I’m not sure how to answer. It hadn’t felt like a guess. But I’d glimpsed the tufali for no more than a half second before my mother pulled my gaze away. I’m angry at the thought: the first animal specimen I’ve seen all day—something I’d never see milling around the side of the road or grazing beyond the compound gates—and she keeps me from looking. What is her problem?

“I should get back in,” I say, moving toward the door to the sorting room. All my sadness about our fight has disappeared, replaced with anger. “They won’t appreciate having to do my work for too long.”

She nods. She seems unsettled and glances over her shoulder, back down at the Atrium as if to see if anyone is watching us.

“Go,” she says. “I’ll see you at home.”

“Yeah maybe,” I say, the sarcasm leaking into my voice like a toxin.

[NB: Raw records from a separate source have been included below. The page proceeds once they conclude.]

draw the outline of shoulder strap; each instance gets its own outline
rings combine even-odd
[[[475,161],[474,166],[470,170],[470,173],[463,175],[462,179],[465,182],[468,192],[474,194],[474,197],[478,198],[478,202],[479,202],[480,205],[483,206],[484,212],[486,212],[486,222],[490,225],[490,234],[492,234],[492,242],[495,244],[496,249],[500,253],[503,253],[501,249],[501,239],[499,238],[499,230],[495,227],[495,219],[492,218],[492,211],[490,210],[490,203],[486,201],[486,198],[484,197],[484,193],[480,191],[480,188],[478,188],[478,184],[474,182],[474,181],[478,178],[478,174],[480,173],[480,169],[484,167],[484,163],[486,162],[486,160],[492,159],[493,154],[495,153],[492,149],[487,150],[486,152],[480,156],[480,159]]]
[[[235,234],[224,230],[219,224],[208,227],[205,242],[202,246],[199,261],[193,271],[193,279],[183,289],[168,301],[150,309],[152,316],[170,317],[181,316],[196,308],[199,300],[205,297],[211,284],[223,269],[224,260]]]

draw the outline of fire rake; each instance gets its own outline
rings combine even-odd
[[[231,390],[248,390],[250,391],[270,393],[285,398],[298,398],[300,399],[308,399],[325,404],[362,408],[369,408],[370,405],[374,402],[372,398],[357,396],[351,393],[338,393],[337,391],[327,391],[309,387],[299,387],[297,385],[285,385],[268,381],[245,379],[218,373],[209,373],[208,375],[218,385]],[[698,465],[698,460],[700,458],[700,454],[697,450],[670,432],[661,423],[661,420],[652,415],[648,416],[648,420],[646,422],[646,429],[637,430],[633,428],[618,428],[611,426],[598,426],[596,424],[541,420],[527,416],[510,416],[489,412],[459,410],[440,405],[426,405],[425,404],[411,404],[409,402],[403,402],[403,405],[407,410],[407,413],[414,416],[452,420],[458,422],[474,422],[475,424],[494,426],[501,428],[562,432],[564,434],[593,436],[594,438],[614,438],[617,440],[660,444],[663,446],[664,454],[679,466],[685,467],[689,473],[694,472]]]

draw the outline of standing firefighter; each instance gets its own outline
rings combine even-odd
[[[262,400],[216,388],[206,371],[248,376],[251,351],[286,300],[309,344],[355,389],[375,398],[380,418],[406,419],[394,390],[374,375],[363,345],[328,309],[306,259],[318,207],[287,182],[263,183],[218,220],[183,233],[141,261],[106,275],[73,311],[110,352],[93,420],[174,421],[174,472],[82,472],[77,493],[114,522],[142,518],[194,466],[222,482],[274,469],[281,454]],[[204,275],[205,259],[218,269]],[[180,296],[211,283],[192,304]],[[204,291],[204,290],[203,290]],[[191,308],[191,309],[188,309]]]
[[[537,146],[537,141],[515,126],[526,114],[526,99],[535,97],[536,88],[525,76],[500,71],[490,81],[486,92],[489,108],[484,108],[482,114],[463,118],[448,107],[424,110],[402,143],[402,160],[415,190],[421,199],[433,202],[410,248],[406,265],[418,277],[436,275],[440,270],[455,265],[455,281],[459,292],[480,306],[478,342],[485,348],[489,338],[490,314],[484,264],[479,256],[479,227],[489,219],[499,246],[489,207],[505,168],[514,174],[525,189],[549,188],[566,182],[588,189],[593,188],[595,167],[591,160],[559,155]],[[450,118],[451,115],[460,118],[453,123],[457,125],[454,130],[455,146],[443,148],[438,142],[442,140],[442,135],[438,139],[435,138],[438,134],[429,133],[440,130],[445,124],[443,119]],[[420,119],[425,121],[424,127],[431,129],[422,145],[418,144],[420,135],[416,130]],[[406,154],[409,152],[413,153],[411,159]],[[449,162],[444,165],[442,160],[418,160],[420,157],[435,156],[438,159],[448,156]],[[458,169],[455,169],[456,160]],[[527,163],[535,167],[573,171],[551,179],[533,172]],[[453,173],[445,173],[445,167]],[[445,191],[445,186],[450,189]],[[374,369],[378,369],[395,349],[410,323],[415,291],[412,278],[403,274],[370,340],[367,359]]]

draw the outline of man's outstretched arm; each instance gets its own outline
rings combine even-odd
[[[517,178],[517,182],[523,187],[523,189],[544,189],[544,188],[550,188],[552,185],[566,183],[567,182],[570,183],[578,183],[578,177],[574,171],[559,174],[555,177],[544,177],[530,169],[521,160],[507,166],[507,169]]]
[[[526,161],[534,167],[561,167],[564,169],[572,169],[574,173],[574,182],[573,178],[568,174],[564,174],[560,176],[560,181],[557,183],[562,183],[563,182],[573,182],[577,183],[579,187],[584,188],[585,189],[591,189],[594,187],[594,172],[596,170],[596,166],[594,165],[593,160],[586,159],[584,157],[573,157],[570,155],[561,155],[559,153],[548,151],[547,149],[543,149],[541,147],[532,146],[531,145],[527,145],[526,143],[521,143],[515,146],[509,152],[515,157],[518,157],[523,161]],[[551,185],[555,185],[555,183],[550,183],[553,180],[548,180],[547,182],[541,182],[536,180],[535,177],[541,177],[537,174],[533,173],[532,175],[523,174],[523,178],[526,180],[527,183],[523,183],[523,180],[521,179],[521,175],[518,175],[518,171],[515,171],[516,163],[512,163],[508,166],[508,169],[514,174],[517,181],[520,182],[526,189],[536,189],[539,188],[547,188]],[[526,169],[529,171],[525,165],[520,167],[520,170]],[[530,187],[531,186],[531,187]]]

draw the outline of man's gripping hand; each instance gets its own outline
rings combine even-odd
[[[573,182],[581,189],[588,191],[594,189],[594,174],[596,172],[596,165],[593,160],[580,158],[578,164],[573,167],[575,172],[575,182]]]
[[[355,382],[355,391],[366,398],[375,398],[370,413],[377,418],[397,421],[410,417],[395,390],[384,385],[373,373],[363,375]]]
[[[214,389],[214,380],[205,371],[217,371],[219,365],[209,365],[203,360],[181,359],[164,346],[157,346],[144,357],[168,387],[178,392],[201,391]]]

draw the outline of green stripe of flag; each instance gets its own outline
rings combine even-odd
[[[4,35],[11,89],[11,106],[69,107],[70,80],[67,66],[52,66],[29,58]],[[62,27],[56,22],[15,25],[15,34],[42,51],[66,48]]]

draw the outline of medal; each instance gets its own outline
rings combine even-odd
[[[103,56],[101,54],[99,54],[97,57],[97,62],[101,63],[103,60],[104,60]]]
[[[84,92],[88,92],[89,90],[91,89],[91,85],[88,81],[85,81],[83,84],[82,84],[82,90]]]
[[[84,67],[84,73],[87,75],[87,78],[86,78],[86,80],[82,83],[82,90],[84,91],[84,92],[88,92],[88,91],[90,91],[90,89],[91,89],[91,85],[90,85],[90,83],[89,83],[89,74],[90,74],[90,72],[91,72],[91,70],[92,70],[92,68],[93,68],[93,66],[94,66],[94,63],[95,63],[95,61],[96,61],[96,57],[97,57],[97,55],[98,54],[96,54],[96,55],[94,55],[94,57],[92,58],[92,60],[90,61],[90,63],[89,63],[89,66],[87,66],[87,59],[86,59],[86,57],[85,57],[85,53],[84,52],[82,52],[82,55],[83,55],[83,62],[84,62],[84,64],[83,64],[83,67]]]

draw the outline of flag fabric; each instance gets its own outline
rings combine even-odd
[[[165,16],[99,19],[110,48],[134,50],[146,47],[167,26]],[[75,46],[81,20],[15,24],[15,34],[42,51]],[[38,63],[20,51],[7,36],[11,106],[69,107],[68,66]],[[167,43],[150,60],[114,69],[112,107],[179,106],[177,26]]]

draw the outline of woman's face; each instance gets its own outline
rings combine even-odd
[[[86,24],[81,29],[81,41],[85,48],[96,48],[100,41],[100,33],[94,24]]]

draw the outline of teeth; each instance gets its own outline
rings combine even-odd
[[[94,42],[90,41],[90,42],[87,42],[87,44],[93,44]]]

Inside the sorting room, Alma and the others are all talking but stop when I walk in. I look around, waiting, but no one says anything.

“What?” I say.

“We were just talking about your mother,” Yaya says.

“What about her?”

“She’s brilliant,” Yaya says, as if that should have been obvious. “My mother studies neonatology. Which is interesting, fine. But to study mammalian neurology—the brains of the biggest animal class on Faloiv . . . well, it’s just awesome.”

“Was she helping you cheat?” Jaquot asks. His grin would ordinarily rub me the wrong way, but I can tell he’s just trying to show how much he admires my mother. At one point it would have been flattering; now I just feel queasy. “Giving you some tips?”

“No,” I say. It’s true, but I can see the disappointment on their faces: they were hoping for a peek behind the curtain, some privileged piece of information that will make knowing me worthwhile. “I did see a tufali though.”

Their expressions brighten, even Rondo’s. Yaya’s mouth falls open.

“You did?”

“Just now?”

They all say variations of this, various expressions of excitement.

“Yeah. A female.”

“How do you know? The males and females look identical. Their sex only becomes apparent when they mate.” Yaya says this like she’s answering a question on an exam and I can’t help but laugh. We’re greencoats. The nearest mention of animals and we go into Greenhouse mode, like a knee’s reflex bursting out under the tap of a mallet.